Zurzeit bieten sie und ihr Team das entsprechende Verfahren noch als Dienstleistung an. In Zukunft jedoch wollen sie die Software über die Gründung eines Start-ups vertreiben. Petra Gospodnetić: „Bei mir haben sich bereits Experten aus der Qualitätssicherung gemeldet. Aus der Luft- und Raumfahrt und der Automobilindustrie sowie Hersteller bildgebender Geräte, um zu erfahren, wie sie das System testen können, was möglich ist und was die nächsten Schritte sind.“ Es scheint, als habe sie mit ihre Entwicklung genau ins Schwarze getroffen: „Vor vier Jahren herrschte unter Experten die allgemeine Meinung, dass Problem sei zu komplex, um es anzugehen. Heute jedoch wird in der Community gesehen, dass die visuelle Inspektionsplanung für die Industrie notwendig und lösbar ist.“ Und Petra Gospodnetić ergänzt: „Dadurch kann die Qualitätssicherung modernisiert und für die Anforderungen der Industrie 4.0 fit gemacht werden.“

„Mir war es wichtig, etwas Nützliches zu machen“
Petra Gospodnetić kommt ursprünglich aus Kroatien, in Zagreb hat sie Informatik studiert. „Ich wollte etwas machen, das auch gebraucht wird“, erklärt die heute 31-Jährige ihre Studienwahl.

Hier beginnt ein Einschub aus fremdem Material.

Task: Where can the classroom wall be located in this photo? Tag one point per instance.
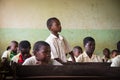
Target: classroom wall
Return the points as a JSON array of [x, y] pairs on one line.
[[26, 20]]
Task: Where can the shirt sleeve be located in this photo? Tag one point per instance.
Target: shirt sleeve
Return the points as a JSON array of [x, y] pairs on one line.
[[5, 55]]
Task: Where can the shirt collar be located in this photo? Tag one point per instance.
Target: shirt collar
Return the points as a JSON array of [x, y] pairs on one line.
[[85, 55], [60, 37]]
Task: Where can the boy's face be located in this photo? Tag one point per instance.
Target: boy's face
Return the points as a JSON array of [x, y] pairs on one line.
[[76, 52], [114, 54], [56, 27], [25, 52], [13, 47], [106, 53], [90, 47], [43, 54]]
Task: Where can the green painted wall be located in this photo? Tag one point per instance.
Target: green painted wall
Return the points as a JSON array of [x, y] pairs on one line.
[[104, 38]]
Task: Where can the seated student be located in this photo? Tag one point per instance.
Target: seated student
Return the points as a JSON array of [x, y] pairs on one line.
[[10, 51], [41, 51], [106, 53], [24, 48], [77, 50], [88, 55], [114, 53], [59, 45], [116, 60]]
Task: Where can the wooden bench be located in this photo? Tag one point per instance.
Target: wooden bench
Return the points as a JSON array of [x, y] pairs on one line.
[[89, 71]]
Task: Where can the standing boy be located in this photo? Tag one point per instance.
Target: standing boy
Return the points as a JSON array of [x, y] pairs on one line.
[[59, 46], [88, 55]]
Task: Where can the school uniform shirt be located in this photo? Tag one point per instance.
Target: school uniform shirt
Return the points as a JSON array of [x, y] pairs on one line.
[[85, 58], [59, 47], [104, 59], [116, 61], [30, 61], [70, 59], [18, 58], [6, 54]]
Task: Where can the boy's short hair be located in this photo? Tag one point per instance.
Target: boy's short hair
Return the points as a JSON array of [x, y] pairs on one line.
[[24, 45], [77, 47], [50, 21], [15, 42], [38, 45], [87, 39], [114, 51], [107, 50]]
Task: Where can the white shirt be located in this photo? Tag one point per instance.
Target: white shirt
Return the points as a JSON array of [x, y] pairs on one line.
[[116, 61], [70, 59], [85, 58], [6, 54], [59, 47], [30, 61]]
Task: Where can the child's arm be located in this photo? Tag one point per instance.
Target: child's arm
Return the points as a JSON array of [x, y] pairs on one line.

Da es damals in Kroatien nur wenige – und auch eher kleinere – Unternehmen gab, die im Bereich der Bildverarbeitung tätig waren, hat es sie nach Deutschland verschlagen: „Über Erasmus habe ich etwa ein Jahr vor meinem Diplomabschluss ein Praktikum am Fraunhofer-Institut für Techno- und Wirtschaftsmathematik in Kaiserslautern absolviert.“ Inhaltlich ging es schon damals um Prüfsysteme. Im Jahr 2016 schloss sie ihre Masterarbeit am Fraunhofer-Institut an – und entschied sich anschließend, dort auch ihre Dissertation anzugehen. Betreut wurde sie dabei von Professor Hans Hagen vom Fachbereich Informatik der TU Kaiserslautern. „Als ich damals mein Bewerbungsinterview für die Promotionsstelle hatte, wurde ich gefragt, warum ich denn promovieren will.“ Ihre Antwort sei gewesen: „Ich will es ja gar nicht. Ich will einfach nur etwas Nützliches machen.“ Eine akademische Karriere sei für sie nicht das Entscheidende gewesen, ergänzt sie, es ging ihr um die Sache an sich. „Und es war mir wichtig, dass meine Hunde mitkommen dürfen. Sie haben mich dann immer zur Arbeit begleitet.“

Studierende der Informatik oder der Mathematik sind in ihrer Arbeitsgruppe willkommen
Seit Februar 2021 leitet die inzwischen promovierte Ingenieurin ihr eigens Team. Genauer gesagt: eine Arbeitsgruppe für Inspektionsplanung als Teil der Abteilung Bildverarbeitung am Fraunhofer-Institut für Techno- und Wirtschaftsmathematik. „In meiner Gruppe sind zwei Doktoranden und mehrere Studenten. Das sind alles tolle, kluge Menschen.“ Die Doktoranden bauen die Themen fotorealistische Oberflächensimulationen, geometrische Oberflächenfehler-Modellierung und simulationsbasiertes maschinelles Lernen für die visuelle Oberflächeninspektion weiter aus. Petra Gospodnetić: „Meine Gruppe kann bereits die Textur simulieren und fotorealistische Bilder der Inspektion erzeugen. Dies ist besonders wichtig für das Training der Netze der künstlichen Intelligenz.“ Außerdem seien sie die ersten, die diesen Grad an Realismus ohne künstlerische Tricks erreichen.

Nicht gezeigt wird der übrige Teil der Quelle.